Parole, probation office to grow

Site expansion, which met community opposition, to begin next month

September 21, 2006|By Jill Rosen | Jill Rosen,sun reporter

A long-planned expansion of Baltimore's main probation and parole office, which community groups sued two years ago to stop, is set to begin next month.

Maryland's Board of Public Works approved yesterday a $4.5 million construction contract that allows the $20 million project to begin at the 2100 Guilford Ave. facility.

"It's time," said Dave Humphrey, spokesman for the state general services department. "It's a 76-year-old building, and it's been 30 years since it has had any major improvements."

Residents complained that the probation office, which handles more than 30,000 visits a month, attracts criminals.
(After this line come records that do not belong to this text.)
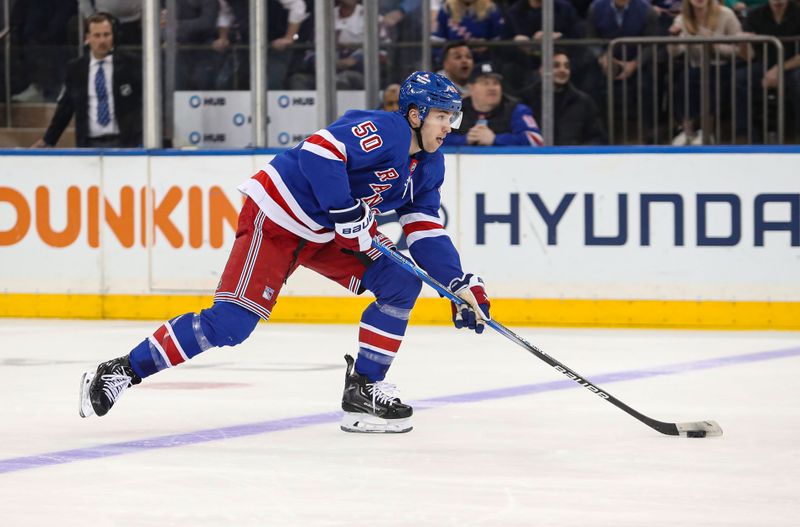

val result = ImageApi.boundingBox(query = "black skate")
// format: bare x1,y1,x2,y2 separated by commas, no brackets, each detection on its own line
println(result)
340,354,413,433
79,355,142,418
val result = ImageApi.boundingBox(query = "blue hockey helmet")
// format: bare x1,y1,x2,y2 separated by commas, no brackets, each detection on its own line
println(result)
399,71,463,129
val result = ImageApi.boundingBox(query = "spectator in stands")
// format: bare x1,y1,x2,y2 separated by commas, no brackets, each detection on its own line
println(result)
204,0,247,89
737,0,800,140
431,0,443,33
333,0,372,89
651,0,683,35
587,0,659,81
444,62,544,146
10,0,77,102
505,0,584,43
212,0,234,54
432,0,506,62
161,0,219,90
724,0,768,18
289,0,388,90
224,0,309,89
206,1,243,89
570,0,593,18
438,40,474,95
381,0,421,38
31,13,142,148
586,0,660,140
381,0,425,79
502,0,586,92
668,0,747,145
382,83,401,111
523,49,607,144
79,0,142,47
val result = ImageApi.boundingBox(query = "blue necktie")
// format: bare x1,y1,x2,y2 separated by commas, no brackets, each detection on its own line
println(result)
96,60,110,126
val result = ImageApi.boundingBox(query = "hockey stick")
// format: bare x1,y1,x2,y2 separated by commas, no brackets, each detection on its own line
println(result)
372,240,722,438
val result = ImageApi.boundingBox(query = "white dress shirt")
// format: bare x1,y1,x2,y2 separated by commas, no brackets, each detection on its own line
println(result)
87,53,120,138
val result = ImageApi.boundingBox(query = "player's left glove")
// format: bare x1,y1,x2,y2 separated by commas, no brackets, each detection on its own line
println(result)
330,199,377,253
449,273,491,334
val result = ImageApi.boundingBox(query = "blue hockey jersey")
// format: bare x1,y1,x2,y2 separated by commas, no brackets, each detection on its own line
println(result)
239,110,465,286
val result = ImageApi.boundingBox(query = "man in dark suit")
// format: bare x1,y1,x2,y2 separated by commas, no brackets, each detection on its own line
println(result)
32,13,142,148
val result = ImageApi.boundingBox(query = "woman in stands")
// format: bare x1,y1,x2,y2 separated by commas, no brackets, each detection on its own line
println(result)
668,0,750,145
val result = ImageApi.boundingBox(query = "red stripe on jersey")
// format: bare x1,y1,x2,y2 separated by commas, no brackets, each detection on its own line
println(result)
359,327,402,353
402,220,442,236
253,170,329,234
306,134,346,162
153,324,185,366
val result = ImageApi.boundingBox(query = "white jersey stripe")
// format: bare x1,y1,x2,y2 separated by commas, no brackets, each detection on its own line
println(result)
234,210,265,297
147,335,171,367
301,141,342,161
406,228,449,246
399,212,443,226
263,165,326,230
238,179,334,243
358,342,397,356
238,211,265,300
315,129,348,160
214,294,272,321
164,320,189,361
359,322,403,340
233,296,272,320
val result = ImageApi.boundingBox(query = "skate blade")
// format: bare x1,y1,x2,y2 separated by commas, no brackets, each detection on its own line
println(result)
340,412,412,434
78,370,95,418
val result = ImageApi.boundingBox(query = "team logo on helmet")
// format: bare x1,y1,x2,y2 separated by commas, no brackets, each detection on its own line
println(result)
415,73,431,84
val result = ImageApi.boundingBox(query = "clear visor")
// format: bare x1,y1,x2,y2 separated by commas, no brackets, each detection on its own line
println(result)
450,111,463,129
426,109,463,130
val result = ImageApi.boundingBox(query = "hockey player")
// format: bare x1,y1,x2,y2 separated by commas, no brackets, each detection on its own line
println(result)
78,71,491,433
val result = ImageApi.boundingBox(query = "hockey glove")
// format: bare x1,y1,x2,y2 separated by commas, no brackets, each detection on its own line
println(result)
449,273,491,334
330,200,377,253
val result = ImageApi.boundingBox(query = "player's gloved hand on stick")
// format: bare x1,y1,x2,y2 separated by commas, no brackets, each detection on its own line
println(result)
449,273,491,333
330,200,377,253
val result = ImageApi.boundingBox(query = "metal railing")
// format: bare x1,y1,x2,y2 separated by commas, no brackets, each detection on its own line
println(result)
2,0,10,127
3,6,799,149
608,35,785,145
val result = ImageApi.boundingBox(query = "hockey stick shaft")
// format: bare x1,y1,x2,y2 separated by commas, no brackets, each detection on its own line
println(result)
372,241,721,437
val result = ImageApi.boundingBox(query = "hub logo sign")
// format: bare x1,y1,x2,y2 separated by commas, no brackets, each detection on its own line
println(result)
178,90,368,147
174,91,252,148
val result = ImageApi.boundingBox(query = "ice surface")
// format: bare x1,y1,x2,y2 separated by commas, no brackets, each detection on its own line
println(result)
1,319,799,526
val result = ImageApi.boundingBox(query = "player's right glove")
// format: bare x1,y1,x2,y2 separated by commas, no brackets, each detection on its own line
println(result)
449,273,491,334
330,200,377,253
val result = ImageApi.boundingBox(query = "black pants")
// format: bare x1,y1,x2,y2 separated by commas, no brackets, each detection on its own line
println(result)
736,63,800,138
673,64,733,122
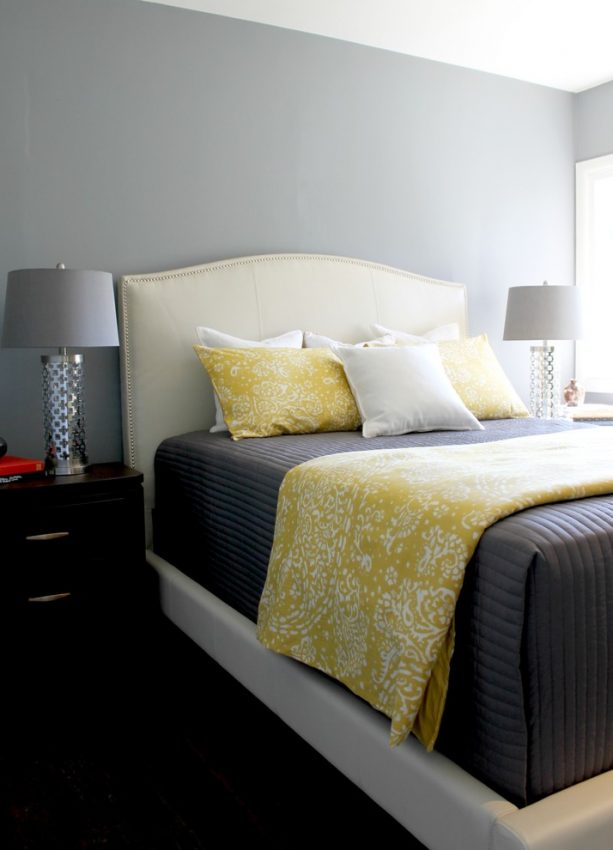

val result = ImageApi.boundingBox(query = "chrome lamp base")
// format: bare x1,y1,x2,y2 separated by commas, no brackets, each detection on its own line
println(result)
42,352,88,475
529,344,559,419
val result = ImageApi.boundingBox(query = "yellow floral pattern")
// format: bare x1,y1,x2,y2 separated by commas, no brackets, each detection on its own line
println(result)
194,345,361,440
257,427,613,748
438,334,529,419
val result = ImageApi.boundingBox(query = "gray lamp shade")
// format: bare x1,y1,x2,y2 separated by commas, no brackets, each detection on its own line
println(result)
2,267,119,348
503,283,584,341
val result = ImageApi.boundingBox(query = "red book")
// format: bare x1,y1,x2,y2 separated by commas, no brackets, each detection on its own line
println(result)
0,454,45,475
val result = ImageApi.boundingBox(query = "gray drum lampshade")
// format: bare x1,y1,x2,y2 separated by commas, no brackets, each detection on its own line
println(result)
503,283,584,341
2,267,119,348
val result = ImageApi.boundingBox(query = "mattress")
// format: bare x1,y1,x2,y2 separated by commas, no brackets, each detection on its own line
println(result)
153,418,613,807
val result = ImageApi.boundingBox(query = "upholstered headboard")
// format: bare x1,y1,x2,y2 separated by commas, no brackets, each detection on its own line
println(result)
118,253,468,541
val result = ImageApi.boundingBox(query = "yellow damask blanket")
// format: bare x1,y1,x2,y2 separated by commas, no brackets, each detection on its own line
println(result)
256,428,613,749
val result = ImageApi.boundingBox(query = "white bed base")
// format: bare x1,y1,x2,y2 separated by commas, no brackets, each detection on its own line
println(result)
149,550,613,850
119,254,613,850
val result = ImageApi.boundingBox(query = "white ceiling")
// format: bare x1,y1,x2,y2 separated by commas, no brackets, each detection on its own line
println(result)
143,0,613,93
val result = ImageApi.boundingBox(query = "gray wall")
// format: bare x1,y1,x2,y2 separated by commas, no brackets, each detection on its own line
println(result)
574,80,613,404
575,80,613,162
0,0,576,462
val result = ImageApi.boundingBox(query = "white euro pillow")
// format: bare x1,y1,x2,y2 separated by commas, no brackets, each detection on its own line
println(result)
371,322,460,344
304,331,394,349
195,326,303,432
333,344,483,438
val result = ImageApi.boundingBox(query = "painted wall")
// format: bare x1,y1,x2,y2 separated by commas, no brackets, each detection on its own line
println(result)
573,79,613,404
0,0,575,463
575,80,613,162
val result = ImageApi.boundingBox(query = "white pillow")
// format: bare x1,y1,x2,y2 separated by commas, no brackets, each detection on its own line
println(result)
304,331,394,349
333,344,483,438
195,326,303,432
371,322,460,344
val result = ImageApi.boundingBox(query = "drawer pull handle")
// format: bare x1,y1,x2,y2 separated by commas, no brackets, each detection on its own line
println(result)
25,531,70,541
28,592,72,603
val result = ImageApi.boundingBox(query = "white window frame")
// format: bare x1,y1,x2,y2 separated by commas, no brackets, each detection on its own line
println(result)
576,153,613,393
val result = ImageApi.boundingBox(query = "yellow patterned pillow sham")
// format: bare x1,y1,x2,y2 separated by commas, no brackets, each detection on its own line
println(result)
437,334,529,420
194,346,361,439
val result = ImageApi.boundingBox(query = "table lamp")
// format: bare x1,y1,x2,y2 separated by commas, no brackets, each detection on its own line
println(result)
1,263,119,474
503,281,583,418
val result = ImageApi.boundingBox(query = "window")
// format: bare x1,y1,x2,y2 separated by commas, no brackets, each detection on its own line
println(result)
576,153,613,392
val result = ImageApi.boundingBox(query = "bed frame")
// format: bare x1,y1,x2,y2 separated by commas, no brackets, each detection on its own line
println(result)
118,253,613,850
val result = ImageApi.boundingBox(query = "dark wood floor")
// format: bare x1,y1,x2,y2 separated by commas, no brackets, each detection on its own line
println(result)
2,612,426,849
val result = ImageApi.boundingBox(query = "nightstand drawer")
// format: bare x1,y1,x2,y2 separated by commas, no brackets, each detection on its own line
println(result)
6,553,114,610
8,495,130,548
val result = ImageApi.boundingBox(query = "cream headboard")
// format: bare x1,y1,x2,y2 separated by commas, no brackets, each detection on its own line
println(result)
118,253,468,541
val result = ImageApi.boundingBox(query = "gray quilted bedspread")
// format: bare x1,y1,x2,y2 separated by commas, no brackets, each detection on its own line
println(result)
153,418,613,805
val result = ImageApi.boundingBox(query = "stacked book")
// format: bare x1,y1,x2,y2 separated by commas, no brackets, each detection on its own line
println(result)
0,455,47,484
565,403,613,423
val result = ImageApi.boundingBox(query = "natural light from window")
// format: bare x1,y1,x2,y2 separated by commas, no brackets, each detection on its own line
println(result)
576,153,613,393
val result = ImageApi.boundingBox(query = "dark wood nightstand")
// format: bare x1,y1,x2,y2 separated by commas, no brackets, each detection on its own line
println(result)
0,464,148,707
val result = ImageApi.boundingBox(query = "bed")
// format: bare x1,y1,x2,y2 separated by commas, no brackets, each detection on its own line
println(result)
118,253,613,850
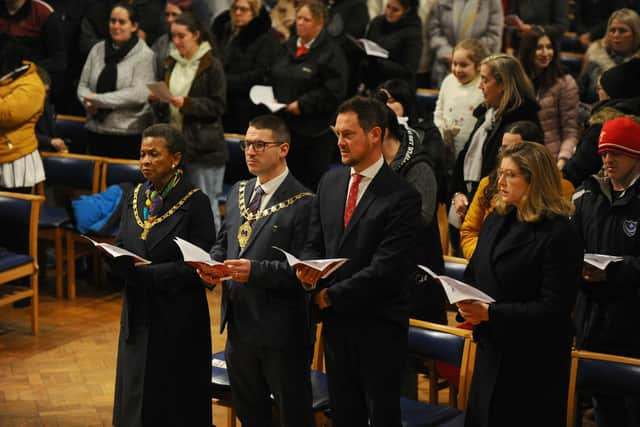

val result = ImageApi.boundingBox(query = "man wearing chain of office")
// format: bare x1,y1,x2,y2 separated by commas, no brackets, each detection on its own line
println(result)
199,114,315,427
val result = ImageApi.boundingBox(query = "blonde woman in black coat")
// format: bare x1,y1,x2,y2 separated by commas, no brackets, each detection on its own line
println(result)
458,141,582,427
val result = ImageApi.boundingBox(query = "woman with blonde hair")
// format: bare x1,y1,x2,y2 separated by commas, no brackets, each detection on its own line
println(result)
449,53,539,250
579,8,640,104
458,141,582,427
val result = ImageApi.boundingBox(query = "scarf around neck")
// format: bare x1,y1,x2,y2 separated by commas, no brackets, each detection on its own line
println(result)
96,34,140,94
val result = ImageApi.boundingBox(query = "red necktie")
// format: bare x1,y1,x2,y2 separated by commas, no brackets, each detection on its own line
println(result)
296,45,308,57
344,174,363,228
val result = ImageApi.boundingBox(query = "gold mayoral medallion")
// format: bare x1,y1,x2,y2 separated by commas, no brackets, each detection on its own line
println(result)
236,181,312,249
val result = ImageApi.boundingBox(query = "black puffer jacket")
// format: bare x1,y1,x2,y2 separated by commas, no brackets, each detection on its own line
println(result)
212,8,279,133
563,96,640,188
153,51,228,167
270,29,348,138
451,97,540,202
572,175,640,357
362,13,422,90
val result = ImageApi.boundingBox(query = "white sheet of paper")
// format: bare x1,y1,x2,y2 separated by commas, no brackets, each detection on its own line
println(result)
418,265,495,304
359,39,389,58
147,81,173,103
82,236,151,265
174,237,225,266
272,246,348,279
249,85,287,112
584,253,624,270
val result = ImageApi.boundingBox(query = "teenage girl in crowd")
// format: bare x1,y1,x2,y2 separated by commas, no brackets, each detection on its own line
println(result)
434,39,488,173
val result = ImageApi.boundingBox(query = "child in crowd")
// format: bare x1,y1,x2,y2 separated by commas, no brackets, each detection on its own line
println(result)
434,39,488,172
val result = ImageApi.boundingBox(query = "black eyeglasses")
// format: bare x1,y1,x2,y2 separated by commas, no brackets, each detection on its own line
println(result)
240,140,284,152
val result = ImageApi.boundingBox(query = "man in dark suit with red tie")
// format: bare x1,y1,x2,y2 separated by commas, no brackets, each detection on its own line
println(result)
199,115,315,427
297,96,422,427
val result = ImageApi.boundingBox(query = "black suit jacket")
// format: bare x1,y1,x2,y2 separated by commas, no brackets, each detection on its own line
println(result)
211,173,314,348
302,162,422,327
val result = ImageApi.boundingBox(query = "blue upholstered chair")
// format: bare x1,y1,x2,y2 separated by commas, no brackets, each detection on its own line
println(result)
443,256,467,282
211,351,236,427
401,319,476,427
415,89,439,115
37,152,102,299
100,157,144,191
54,114,88,153
0,191,44,334
566,349,640,427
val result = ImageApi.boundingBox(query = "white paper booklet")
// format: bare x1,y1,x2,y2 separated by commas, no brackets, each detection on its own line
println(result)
82,236,151,265
273,246,348,279
418,265,495,304
359,39,389,58
147,81,173,103
249,85,287,112
584,253,624,270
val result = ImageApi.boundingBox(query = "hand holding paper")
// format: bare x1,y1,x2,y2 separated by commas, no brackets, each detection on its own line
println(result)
418,265,494,304
274,246,348,290
174,237,231,281
249,85,287,112
584,253,624,270
147,81,174,103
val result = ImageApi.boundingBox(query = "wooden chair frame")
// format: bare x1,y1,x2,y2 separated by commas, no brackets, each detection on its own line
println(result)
566,349,640,427
0,191,44,334
37,152,103,299
409,319,476,411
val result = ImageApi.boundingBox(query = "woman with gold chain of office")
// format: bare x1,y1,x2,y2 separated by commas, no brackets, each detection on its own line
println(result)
109,123,216,427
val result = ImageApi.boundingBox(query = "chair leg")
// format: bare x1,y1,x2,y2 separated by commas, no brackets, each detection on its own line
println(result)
226,407,236,427
428,360,439,404
54,228,64,298
31,271,39,335
66,233,76,300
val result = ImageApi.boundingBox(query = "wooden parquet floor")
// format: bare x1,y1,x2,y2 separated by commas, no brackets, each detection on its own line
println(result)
0,275,228,427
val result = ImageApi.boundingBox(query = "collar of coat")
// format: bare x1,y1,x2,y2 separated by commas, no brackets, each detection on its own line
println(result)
163,48,214,82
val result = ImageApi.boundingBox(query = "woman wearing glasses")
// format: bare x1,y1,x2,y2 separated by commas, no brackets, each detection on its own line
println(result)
212,0,278,134
150,12,227,232
459,141,582,427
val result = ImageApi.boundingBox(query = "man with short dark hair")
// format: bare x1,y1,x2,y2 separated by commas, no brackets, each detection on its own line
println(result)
297,96,422,427
200,114,315,427
573,115,640,427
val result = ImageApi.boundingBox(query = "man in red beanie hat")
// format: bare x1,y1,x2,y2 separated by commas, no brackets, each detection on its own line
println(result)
572,115,640,427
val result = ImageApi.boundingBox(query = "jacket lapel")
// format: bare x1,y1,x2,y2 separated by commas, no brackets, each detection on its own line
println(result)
490,212,535,262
Two years ago, nine community groups and seven residents sued the state, hoping to stop the work and convince officials to move the facility to a less residential part of town.

The community coalition lost the suit, but then the state agreed to meet with neighbors to try to work out their concerns.

The Rev. G. Stanley Steele, an official with Diakon Lutheran Social Ministries who opposed the expansion, said the coalition is disappointed that it was unable to convince the state to move the facility.

However, he added, the group is pleased that the state agreed to other suggestions - such as moving some of the Guilford Avenue operations to other offices and providing an indoor waiting area.

"People are as comfortable with it as they are going to be, considering people don't want them there," Steele said. "They fought the good fight."

During the first phase, workers will demolish an annex and garage to make way for a 16,450-square- foot addition.

Employees will work in the addition during the second phase, which involves $16.3 million in renovations on the existing building.

The work, prompted partly because the building is not handicapped-accessible and doesn't meet city code, is expected to take three years.

The state chose Baltimore's Tech Contracting Co. for the construction. Architectural firm Murphy & Dittenhafer handled the design.